There are various names attributed to the 'Lady of the Lake;' Nimue and Vivienne are the two most used, but most pertinent to us here is 'White Serpent.' Nimue is probably Mneme or Mnemosyne, who is one of the Muses or 'water nymphs' from Roman and Greek mythology and who gave out weapons - just as the Lady of the Lake did. Vivienne in all likelihood comes from Vi-Vianna or Co-Vianna the 'water goddess' or Coventina of Celtic origin ('Coventina's Well' also had a skull offering discovered which is important in the worship of snakes and wisdom [1].)

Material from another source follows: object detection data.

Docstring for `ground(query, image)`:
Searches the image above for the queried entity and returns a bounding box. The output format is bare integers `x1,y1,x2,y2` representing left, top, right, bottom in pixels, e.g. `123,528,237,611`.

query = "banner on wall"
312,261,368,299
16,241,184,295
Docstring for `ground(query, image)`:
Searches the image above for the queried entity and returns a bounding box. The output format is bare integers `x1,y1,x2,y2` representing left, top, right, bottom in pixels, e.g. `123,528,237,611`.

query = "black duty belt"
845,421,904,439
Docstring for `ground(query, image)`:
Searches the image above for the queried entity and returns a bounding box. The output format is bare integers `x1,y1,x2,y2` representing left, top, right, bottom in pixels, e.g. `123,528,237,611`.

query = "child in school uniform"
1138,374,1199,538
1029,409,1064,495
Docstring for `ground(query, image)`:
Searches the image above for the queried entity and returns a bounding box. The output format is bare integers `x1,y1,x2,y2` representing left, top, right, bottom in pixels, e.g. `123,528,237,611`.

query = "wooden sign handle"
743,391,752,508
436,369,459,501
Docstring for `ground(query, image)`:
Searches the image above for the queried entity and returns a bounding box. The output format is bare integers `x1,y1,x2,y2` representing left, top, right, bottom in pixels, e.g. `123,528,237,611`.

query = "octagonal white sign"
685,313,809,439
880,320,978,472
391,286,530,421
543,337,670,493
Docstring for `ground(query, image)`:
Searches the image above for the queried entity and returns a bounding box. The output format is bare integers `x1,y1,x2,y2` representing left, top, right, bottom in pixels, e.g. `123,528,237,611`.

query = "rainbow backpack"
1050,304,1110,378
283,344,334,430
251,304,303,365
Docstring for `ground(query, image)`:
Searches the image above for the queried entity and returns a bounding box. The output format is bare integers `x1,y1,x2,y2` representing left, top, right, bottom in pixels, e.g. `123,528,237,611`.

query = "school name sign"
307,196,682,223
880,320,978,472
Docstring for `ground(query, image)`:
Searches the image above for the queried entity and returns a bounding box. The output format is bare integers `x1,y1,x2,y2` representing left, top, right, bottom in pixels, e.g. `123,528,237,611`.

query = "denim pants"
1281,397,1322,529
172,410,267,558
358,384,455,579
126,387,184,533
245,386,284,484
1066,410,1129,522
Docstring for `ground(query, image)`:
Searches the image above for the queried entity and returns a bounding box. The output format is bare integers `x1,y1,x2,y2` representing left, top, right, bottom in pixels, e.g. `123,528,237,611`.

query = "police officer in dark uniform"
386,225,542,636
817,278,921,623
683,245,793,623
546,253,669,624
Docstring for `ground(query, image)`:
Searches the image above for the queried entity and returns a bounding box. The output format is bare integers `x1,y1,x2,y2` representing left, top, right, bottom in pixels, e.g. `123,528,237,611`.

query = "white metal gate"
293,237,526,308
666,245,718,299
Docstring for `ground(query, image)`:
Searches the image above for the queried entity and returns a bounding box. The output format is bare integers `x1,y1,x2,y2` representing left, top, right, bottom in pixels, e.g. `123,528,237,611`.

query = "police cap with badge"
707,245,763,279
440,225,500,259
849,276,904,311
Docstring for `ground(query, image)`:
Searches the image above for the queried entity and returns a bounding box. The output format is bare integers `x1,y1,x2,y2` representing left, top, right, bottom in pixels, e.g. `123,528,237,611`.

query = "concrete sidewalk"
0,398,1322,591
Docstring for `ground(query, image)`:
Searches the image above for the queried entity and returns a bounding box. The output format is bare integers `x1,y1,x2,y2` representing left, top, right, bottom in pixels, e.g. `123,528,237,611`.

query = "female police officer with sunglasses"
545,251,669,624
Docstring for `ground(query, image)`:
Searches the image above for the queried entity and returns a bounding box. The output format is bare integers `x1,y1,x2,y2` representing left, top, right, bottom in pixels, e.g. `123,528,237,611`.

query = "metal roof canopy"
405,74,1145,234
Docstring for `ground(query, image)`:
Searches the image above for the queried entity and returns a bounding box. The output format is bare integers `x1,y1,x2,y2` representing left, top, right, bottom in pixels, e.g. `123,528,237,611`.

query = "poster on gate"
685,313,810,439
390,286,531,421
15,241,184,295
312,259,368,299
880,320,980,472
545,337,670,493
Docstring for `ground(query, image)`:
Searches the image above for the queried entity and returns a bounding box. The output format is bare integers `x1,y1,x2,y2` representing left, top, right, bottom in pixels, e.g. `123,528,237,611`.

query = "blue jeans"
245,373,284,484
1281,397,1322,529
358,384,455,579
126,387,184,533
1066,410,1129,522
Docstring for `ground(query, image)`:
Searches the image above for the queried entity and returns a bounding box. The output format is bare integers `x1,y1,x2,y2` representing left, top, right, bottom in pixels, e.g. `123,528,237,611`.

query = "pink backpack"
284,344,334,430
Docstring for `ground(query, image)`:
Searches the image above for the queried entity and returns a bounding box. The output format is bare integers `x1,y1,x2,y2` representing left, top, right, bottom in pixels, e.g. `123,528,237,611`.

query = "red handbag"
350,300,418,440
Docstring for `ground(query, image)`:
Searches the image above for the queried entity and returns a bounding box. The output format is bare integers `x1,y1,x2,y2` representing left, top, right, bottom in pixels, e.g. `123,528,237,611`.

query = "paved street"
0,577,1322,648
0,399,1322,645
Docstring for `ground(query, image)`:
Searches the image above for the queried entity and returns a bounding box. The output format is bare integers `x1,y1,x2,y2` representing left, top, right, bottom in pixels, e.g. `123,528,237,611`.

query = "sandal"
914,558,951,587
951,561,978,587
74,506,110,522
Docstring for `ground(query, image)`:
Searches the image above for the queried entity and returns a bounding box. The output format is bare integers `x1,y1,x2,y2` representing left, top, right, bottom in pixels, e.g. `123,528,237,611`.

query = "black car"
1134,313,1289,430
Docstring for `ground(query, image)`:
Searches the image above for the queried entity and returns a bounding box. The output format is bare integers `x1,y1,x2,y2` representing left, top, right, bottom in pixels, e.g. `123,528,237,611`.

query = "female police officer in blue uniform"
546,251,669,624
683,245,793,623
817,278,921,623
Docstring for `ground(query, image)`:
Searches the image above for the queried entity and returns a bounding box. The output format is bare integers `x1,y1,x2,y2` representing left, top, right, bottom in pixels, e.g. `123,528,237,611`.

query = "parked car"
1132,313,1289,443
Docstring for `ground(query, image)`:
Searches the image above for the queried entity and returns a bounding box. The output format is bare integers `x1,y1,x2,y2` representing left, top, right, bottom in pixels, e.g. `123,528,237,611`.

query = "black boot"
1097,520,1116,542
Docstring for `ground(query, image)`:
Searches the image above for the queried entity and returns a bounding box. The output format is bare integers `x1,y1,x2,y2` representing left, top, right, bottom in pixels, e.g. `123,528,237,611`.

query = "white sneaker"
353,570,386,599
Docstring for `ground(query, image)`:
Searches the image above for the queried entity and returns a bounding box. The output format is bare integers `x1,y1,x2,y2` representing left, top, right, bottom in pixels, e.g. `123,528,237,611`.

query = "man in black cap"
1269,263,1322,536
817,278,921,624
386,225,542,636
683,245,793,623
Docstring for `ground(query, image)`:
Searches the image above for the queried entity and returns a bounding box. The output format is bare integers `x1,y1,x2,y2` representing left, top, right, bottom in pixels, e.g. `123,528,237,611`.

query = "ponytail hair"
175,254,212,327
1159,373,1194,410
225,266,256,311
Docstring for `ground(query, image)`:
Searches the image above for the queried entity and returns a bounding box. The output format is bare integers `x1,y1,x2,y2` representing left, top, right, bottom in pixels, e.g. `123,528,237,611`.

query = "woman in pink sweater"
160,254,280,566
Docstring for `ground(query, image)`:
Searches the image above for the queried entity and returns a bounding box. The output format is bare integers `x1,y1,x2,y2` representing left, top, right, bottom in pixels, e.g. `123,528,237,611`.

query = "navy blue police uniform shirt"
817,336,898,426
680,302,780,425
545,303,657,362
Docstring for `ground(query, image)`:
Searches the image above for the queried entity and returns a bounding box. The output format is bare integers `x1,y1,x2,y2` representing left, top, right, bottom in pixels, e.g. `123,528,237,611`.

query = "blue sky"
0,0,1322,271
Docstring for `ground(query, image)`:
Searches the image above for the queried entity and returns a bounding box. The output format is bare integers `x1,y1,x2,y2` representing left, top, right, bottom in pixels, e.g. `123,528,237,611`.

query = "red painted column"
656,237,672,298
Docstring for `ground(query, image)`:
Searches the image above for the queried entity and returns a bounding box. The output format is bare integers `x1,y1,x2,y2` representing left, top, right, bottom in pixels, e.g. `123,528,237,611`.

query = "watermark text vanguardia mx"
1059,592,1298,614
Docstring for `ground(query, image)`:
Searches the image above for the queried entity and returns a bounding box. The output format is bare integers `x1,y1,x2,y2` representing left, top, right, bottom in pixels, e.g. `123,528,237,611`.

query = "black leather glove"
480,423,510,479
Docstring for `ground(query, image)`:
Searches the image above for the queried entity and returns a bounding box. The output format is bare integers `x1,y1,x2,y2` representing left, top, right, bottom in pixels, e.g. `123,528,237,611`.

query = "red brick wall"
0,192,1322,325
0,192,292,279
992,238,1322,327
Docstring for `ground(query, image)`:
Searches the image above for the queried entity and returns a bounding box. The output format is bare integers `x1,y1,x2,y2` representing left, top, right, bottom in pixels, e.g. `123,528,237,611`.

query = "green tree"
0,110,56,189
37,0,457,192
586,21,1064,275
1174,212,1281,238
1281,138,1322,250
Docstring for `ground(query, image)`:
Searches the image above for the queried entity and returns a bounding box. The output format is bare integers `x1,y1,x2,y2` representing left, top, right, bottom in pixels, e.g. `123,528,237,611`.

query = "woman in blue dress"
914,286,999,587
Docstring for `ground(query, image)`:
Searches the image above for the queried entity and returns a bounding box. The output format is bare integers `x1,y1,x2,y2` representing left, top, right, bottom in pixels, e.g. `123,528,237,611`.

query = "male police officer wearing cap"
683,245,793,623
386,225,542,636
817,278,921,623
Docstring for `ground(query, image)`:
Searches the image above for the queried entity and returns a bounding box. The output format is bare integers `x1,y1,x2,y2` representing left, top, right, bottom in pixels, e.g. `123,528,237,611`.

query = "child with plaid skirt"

These water deities are strongly related to the story of serpent worship, and united with the tale of the sword or weaponry, it introduces the duality of peace and war so well known in the serpent myths. The sword pierces and strikes and involves contemporaneously, the image of the serpent upon the blade via the unique metallurgy employed. This wonderful metallurgy of the Middle Ages and beyond reveals to us in actual artefacts that the serpent itself was fashioned into the blade as part of the process. This of course relates to the fact that Arthur's sword was said to be a fiery serpent in the Dream of Rhonabwy. When Arthur's sword is drawn it was said that two flames of fire burst out of the jaws of the two serpents, and so wonderful was the sword that it was hard for anyone to gaze at it. It is necessary for Arthur to maintain ownership of the sword, whether it is the sword from the stone or Excalibur, as it ensures his victory and his life. The infamous Arthurian writer, Malory, indicates the brightness of the sword and its fiery aspect, writing: "but it was so bright in his enemies eyes, that it gave light like thirty torches." But the sword in the stone does not last long and the Lady of the Lake gives Arthur his Excalibur, and also a serpent scabbard, which ensures eternal life. Malory states quite clearly "for whiles ye have the scabbard upon you, ye shall never lose no blood, be ye never so sore wounded; therefore keep well the scabbard always with you." It is only when Arthur's half sister Morgan le Fay steals the scabbard and replaces it that Arthur becomes susceptible to the deadly blows of Mordred. The once prized sword is then returned to the water, the home of the Lady of the Lake - the serpent spirit.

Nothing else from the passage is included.